Yae In Kim existierte in ihrem Heimatland als Frau mit dem Namen „김예인“, doch in dem Moment, in dem sie in einem fremden Land ankam, wurde sie als „Koreanerin“, „Asiatin“ und „Fremde“ bezeichnet. Die Namen, mit denen man sie benannte, wurden ihr stets von außen gegeben; sie erklärten und definierten ihr Dasein – und sperrten sie mitunter ein.
Seit ihrem Aufenthalt im Ausland existiert sie nicht mehr nur als Individuum, sondern als kulturelles Symbol, das konsumiert und interpretiert wird. Auf der Straße, in öffentlichen Verkehrsmitteln und in beiläufigen Gesprächen wurde sie als „die Andere“ markiert. Diese Erfahrungen ließen ihre Stimme nach und nach verblassen und führten dazu, dass sie sich unbewusst selbst zensierte. Diese Selbstzensur entwickelte sich schließlich zu internalisiertem Rassismus und zeigte sich mitunter als Abneigung gegenüber den eigenen Landsleuten.
Für sie als Fremde wurde die große Kategorie „Asiatin“ manchmal zu einem Werkzeug, das ihre differenzierte Identität auslöschte. Aus kultureller Bequemlichkeit und Unwissenheit wurden feinere Aspekte ihrer Identität – als „Koreanerin“ oder als „Ich“ – häufig ignoriert, und sie wurde auf ein vereinfachtes Symbol ihrer Existenz reduziert. Sprache, Aussprache und Aussehen sollten dem Rahmen angepasst werden, und irgendwann, ohne es zu merken, gewöhnte sie sich an den kulturimperialistischen Blick und begann, sich selbst danach zu formen.
Als die koreanische Kultur weltweit konsumiert zu werden begann, wurde ihre Nationalität zum Objekt der Neugier. Gleichzeitig wurden jedoch die Kontexte und Realitäten dieser Kultur oft ausgelassen, und allein durch eine bestimmte Frisur wurde sie in das Bild einer bestimmten asiatischen Frau gepresst – verbunden mit der Erwartung, auf eine bestimmte Weise zu existieren. In einer Realität, in der Aussehen, Sprache und Kultur die Redeberechtigung bestimmen, fragt sie sich immer wieder: „Wer bin ich?“
Die Installation „Das Gespräch der verbogenen Dinge“ ist eine Fortsetzung des Comics Kakerlacke, der aus ihrem Unbewussten entstand. Sie besteht aus Teilen einer Geschichte über einen Baum, der sich im Streben nach Licht verbog, einen Menschen, der diesem Baum folgte und sich ebenfalls verbog, und einem gefesselten Vulkan. Die Formen der Dinge, die sich verbogen haben, um nicht zu zerbrechen, sind begehrlich und grotesk; die vom Menschen bearbeiteten Naturmaterialien haben ihre ursprüngliche Form verloren – übrig bleibt nur ihre „Verwendbarkeit“. Die farblosen Naturformen sind mit Kritzeleien bedeckt, die mit imaginären Bildern überlagert sind.

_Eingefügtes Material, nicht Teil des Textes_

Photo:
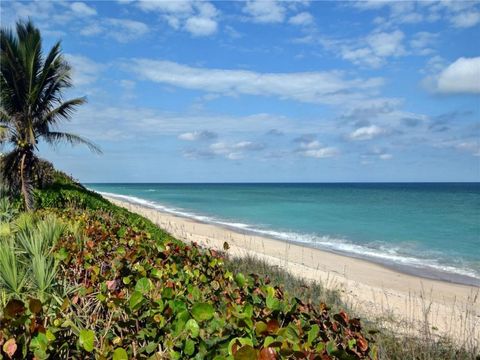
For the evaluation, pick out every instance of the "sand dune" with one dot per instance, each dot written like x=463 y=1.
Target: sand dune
x=406 y=302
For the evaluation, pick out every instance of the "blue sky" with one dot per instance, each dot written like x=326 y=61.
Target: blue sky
x=198 y=91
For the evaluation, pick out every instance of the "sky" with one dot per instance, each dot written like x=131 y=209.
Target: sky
x=268 y=91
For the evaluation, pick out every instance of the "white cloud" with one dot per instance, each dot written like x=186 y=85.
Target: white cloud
x=83 y=9
x=233 y=151
x=197 y=135
x=265 y=11
x=91 y=29
x=465 y=19
x=85 y=71
x=201 y=26
x=462 y=76
x=387 y=44
x=421 y=42
x=320 y=153
x=121 y=30
x=199 y=18
x=309 y=147
x=303 y=18
x=328 y=87
x=366 y=132
x=124 y=30
x=460 y=14
x=372 y=50
x=469 y=146
x=385 y=156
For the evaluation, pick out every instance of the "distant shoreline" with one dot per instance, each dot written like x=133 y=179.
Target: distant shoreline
x=372 y=288
x=421 y=272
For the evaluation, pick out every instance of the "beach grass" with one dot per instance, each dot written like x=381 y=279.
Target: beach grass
x=114 y=225
x=392 y=345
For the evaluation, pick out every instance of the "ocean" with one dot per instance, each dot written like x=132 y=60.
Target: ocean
x=426 y=229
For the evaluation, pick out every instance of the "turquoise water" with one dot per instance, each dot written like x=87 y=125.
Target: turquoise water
x=431 y=230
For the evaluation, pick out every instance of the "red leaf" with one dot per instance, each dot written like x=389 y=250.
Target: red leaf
x=267 y=354
x=10 y=347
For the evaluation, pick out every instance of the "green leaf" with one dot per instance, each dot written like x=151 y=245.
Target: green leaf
x=313 y=333
x=192 y=327
x=260 y=328
x=189 y=347
x=35 y=306
x=240 y=279
x=202 y=311
x=120 y=354
x=61 y=254
x=136 y=300
x=87 y=339
x=14 y=307
x=143 y=285
x=246 y=352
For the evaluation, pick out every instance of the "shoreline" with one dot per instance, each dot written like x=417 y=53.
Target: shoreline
x=370 y=288
x=426 y=272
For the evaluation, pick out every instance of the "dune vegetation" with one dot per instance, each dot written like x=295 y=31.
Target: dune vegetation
x=81 y=278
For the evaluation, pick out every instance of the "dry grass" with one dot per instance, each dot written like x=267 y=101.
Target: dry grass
x=393 y=337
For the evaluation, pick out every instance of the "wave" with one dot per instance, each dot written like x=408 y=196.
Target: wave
x=381 y=253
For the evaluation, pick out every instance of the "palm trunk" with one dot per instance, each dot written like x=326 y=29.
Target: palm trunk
x=25 y=180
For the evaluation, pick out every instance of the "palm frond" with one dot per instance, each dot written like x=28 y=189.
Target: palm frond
x=55 y=137
x=64 y=111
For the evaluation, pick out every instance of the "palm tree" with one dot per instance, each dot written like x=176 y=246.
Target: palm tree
x=32 y=104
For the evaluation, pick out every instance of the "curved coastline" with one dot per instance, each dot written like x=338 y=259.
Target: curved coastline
x=423 y=268
x=408 y=302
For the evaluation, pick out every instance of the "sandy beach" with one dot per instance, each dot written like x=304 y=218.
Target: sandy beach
x=405 y=302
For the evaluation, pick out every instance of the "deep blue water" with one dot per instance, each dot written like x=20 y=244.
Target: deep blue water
x=431 y=229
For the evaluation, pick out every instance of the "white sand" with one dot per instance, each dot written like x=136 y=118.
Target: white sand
x=407 y=303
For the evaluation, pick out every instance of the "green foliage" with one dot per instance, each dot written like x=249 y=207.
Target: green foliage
x=12 y=271
x=135 y=292
x=32 y=106
x=26 y=253
x=150 y=296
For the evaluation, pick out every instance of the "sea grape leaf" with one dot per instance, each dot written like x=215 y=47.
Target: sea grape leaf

Sie erinnert sich, wie sie sich einst für ihre Muttersprache schämte und versuchte, anders auszusprechen – was sie an das in den frühen 2000er-Jahren in Korea verbreitete „Zungenbändchen-Kürzen“ und seltsame Stimmübungen erinnerte. Die damaligen Versuche, den eigenen Körper zu verändern, um besser Englisch sprechen zu können, lassen sie heute an den Blick der anderen denken, den sie unbewusst verinnerlicht und dem sie sich angepasst hat.
Sie stellt die Frage, wie Namen, die aus Bequemlichkeit und Zweckmäßigkeit der Welt heraus bestimmt werden, das Dasein eines Individuums erschüttern können – und wessen Blick eigentlich in den Namen liegt, mit dem wir achtlos andere Menschen bezeichnen.

Diese Arbeit entstand im Rahmen des Artist-in-Factory-Programms der Kurt Hüttinger GmbH & Co. KG. Das Unternehmen bietet technische Unterstützung und Arbeitsräume zur Realisierung der Ideen der Künstler*innen und betreibt dieses Kooperationsprojekt jährlich in Zusammenarbeit mit der Akademie der Bildenden Künste Nürnberg. Sie wurde 2023 für das Programm ausgewählt und wird ihre Arbeit 2025 bei der Blaue Nacht ausstellen.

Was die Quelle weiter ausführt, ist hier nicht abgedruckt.